State-of-the-art general circulation models of the atmosphere and ocean, suitable for weather forecasting as well as for climate modeling, still have an insufficient space resolution to resolve turbulent convection explicitly. Convection parameterizations are therefore used [1–5]. For this parameterizations, the height of the convective boundary layer is often used as a diagnostic variable. The correctness of convection modeling significantly influences the model-derived cloudiness and, consequently, radiative transport. On coarse-resolution grids used in climate models, large gradients of meteorological quantities in the entrainment zone of the convective boundary layer (CBL) are strongly smoothed, leading to errors in calculating the fluxes of these quantities and the dynamics of the CBL on the whole.

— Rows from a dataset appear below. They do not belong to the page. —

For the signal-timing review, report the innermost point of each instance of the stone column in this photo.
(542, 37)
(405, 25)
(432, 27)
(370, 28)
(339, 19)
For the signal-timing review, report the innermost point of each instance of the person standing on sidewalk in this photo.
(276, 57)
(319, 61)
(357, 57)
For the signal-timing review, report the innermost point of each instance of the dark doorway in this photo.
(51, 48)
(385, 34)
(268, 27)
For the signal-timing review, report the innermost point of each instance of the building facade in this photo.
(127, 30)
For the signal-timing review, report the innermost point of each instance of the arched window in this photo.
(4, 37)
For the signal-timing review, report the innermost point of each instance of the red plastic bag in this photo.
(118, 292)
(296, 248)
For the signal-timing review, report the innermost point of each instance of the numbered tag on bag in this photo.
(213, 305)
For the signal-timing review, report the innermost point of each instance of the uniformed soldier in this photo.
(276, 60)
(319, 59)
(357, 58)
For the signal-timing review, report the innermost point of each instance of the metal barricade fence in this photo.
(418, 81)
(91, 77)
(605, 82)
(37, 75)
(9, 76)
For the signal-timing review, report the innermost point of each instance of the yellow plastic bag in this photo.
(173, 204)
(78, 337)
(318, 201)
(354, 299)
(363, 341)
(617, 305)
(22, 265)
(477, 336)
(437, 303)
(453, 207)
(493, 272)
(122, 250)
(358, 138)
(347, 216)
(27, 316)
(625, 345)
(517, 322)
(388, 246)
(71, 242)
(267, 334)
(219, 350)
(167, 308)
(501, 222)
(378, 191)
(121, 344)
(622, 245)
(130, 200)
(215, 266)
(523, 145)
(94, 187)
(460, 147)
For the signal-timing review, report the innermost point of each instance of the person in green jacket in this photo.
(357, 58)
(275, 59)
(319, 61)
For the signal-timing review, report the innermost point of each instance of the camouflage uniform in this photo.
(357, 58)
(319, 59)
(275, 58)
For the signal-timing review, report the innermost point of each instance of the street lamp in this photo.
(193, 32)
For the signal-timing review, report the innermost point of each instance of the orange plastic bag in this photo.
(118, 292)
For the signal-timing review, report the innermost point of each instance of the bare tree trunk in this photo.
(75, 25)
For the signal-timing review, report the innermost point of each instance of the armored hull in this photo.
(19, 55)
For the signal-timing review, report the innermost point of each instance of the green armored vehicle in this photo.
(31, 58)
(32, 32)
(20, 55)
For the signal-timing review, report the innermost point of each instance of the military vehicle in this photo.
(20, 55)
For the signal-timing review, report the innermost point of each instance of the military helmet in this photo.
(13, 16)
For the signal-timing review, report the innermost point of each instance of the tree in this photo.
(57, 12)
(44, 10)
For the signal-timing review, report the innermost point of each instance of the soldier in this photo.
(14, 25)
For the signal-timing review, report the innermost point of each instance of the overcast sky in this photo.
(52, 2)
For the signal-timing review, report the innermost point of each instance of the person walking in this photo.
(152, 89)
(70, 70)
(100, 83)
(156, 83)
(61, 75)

Observations and laboratory experiments show that the evolution of the CBL height as a whole is well described by integral (bulk) relationships [6–8], so refining the existing parametrizations of convection on their basis is reasonable. The integral CBL models are based on a set of equations whose unknown variables are the CBL height \(h\), jumps of meteorolgical quantities in the entrainment layer, and the entrainment coefficient. The entrainment coefficient is defined as the ratio of the minimum buoyancy flux in the entrainment layer to the surface buoyancy flux: \(A = \frac{{ - {{B}_{h}}}}{{{{B}_{s}}}}\).

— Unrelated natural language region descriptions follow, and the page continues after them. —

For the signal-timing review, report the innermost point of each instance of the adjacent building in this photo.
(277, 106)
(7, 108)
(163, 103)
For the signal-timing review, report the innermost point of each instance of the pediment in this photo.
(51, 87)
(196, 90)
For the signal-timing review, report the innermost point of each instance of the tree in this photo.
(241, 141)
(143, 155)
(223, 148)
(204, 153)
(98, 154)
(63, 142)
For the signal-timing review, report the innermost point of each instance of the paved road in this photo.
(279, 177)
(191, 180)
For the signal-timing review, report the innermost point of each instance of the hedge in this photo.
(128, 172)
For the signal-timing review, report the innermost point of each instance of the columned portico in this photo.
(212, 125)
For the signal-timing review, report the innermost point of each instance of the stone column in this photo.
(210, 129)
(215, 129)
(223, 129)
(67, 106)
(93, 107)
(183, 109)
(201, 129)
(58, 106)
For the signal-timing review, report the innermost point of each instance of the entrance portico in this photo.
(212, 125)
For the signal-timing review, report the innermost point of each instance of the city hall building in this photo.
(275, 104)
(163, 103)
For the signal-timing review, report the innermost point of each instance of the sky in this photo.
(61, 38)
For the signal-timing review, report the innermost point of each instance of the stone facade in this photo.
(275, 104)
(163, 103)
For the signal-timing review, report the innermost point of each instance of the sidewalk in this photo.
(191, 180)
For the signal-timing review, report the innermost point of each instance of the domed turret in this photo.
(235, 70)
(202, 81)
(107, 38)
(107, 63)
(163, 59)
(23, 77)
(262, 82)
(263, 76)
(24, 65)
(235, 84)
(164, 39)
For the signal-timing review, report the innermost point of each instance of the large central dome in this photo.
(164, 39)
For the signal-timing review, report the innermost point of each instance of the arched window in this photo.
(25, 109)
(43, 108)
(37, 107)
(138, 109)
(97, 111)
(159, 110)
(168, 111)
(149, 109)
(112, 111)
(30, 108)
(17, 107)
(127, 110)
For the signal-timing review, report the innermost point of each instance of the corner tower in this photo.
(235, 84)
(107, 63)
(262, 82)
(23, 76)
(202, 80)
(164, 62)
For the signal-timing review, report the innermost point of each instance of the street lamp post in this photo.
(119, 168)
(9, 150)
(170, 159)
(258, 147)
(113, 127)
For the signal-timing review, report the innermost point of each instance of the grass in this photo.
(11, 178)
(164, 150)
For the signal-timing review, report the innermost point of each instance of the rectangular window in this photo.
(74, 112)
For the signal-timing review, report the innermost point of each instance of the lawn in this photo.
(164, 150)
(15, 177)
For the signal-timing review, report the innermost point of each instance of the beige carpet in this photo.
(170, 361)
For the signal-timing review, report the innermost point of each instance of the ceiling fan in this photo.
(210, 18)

Two types of bulk CBL models—zero-order models [9] and first-order models [10]—have received wide recognition over the last decades. They differ in how the buoyancy and the velocity jump is represented at the CBL boundary in the corresponding idealized profiles. These profiles for buoyancy and horizontal velocity in zero-order models are shown in Fig. 1. In these models the gradients of buoyancy and velocity in the entrainment layer are approximated by jumps of these quantities at a height \(h\).

Fig. 1.

Profiles of (a) buoyancy, (b) buoyancy flux, (c) horizontal wind velocity, and vertical momentum flux in the CBL developing in a stably stratified free atmosphere with a background wind. The thick solid line indicates schematic profiles used in the bulk CBL models, and the dashed line represents time-averaged profiles from the LES data of this paper (see Sections 4 and 5).

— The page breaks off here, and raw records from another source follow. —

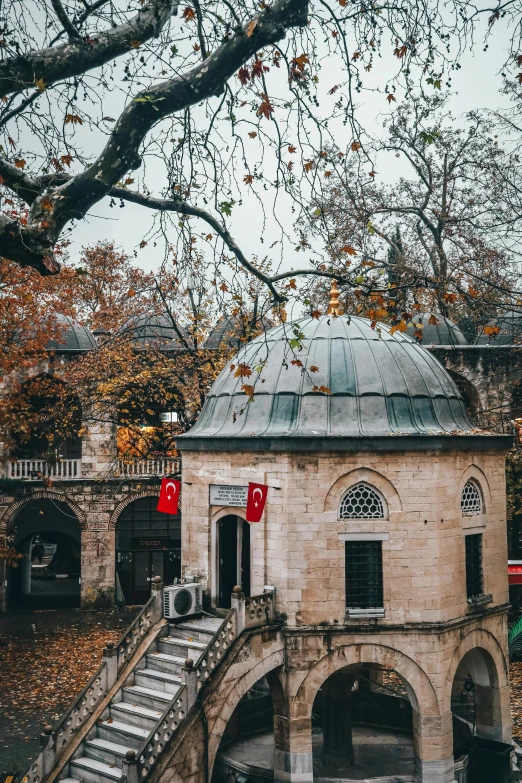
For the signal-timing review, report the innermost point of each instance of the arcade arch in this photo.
(148, 544)
(47, 532)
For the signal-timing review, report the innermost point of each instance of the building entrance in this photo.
(47, 534)
(234, 557)
(148, 544)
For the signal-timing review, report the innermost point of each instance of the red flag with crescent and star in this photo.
(256, 500)
(169, 496)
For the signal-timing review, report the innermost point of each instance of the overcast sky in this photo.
(476, 85)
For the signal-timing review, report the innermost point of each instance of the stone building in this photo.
(99, 507)
(384, 534)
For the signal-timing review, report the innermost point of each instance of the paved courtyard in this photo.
(46, 657)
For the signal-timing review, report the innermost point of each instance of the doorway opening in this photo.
(148, 544)
(362, 725)
(48, 536)
(233, 557)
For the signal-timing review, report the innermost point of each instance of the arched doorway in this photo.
(48, 535)
(475, 701)
(362, 723)
(233, 557)
(246, 750)
(148, 544)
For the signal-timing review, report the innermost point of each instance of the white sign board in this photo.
(226, 495)
(170, 417)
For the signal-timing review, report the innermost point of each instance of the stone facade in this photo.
(428, 627)
(96, 504)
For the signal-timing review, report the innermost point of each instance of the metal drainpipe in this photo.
(205, 736)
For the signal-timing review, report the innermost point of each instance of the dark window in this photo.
(363, 561)
(474, 584)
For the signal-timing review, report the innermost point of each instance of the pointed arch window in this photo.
(362, 501)
(471, 502)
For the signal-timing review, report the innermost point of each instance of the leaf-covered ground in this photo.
(46, 658)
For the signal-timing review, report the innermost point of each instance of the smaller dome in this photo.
(156, 331)
(510, 325)
(443, 332)
(73, 336)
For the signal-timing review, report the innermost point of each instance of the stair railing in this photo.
(245, 613)
(54, 741)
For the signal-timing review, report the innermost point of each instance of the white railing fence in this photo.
(39, 468)
(162, 466)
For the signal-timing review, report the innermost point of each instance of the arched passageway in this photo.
(233, 557)
(475, 700)
(148, 544)
(48, 535)
(362, 729)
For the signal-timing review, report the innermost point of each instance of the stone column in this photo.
(25, 566)
(293, 761)
(337, 718)
(433, 748)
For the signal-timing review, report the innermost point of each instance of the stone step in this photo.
(200, 629)
(147, 697)
(183, 648)
(122, 733)
(111, 753)
(93, 771)
(135, 715)
(152, 678)
(162, 662)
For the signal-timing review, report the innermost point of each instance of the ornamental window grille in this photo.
(363, 573)
(471, 500)
(474, 580)
(361, 502)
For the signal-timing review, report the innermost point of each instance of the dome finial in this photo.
(333, 307)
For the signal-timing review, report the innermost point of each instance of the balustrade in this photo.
(36, 469)
(149, 467)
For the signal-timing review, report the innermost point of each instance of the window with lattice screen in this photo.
(471, 500)
(362, 502)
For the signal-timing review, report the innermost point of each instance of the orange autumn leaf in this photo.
(251, 26)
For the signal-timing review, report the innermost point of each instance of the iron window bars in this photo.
(361, 502)
(474, 580)
(363, 574)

The first-order models assume that the buoyancy and velocity vary linearly within the entrainment layer, with the entrainment-layer thickness \(\delta \) becoming a new independent variable and requiring an additional relationship needed for closure of the set of model equations. However, finding physically justified relations of \(\delta \) to other entrainment parameters is a complicated problem involving parametrizations of turbulent, wave, and thermodynamic processes in the entrainment layer. The physics of these processes reamains poorly understood (see, e.g., [11]).

Overall, the accuracy of the zero-order models is nearly the same as the accuracy of the first-order models for free and sheared convection under strong stable stratification of the free atmosphere [12, 13], worsening only when the free atmosphere is weakly stratified or when the geostrophic velocity gradient is large [14]. Models of both types also produce large errors in defining the CBL height \(h\) and the entrainment-layer velocity jump \(\Delta U\) over a very rough surface [15].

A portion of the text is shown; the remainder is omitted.